The Tooth Fairy is starting to look a lot more like Santa Claus.

Kids found an average $3 per tooth under their pillows this year, up 15% from last year, according to a survey from Visa out Tuesday. Some received as much as $20 per tooth. "It's a good time to be a kid with a loose tooth," says Jason Alderman, Visa's senior director of global financial education.

The Tooth Fairy is not to be taken lightly, child psychologists warn: Excessive monetary rewards can distort a child's perception of money. "I believe that it not only can be adverse to learning the values of things, but it can also be adverse to learning you earned things," says Patricia Kirwin, a psychologist in Columbus, Ohio.

Unfortunately, teachers say, tooth inflation is all too common in elementary schools. Nobody wants to be the parent whose child is "the talk at recess," because of a frugal Tooth Fairy, says Amy Moncarz, a second-grade teacher at Lucy V. Barnsley Elementary School in Rockville, Md. Discrepancies in tooth price can lead to a conversation parents might want to avoid: the existence of the Tooth Fairy itself.
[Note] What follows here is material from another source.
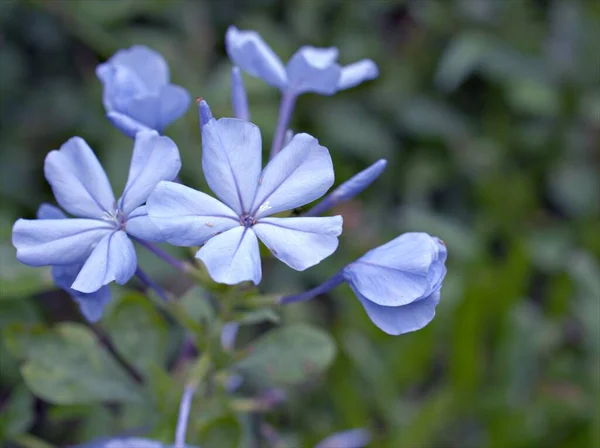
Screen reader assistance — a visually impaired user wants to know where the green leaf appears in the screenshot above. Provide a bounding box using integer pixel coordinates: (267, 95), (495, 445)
(236, 324), (336, 384)
(106, 294), (167, 372)
(4, 323), (142, 404)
To help parents calculate the going rate for teeth, Visa on Tuesday is launching an app for iPhone and iPad and a calculator on its Facebook page. The app uses the survey's data to determine the average payoff a child can expect based on a parent's gender, education, location, age and income. The app also shows how much the recommended dollar amount was worth when the parent was 8.

Kate Wagner, whose daughter, Emily, 5, lost five teeth this summer, says a tooth-pricing app would be helpful. She and her husband settled on a buck a tooth — what they received as kids.

While the app aims to promote fiscal responsibility in kids, financial gurus say it may encourage parents to try to outdo one another. "The app would be a driver of tooth inflation, not a tracker," says Charles Green, CEO of Trusted Advisor Associates, a management consultant. "I would predict a psychological bidding game."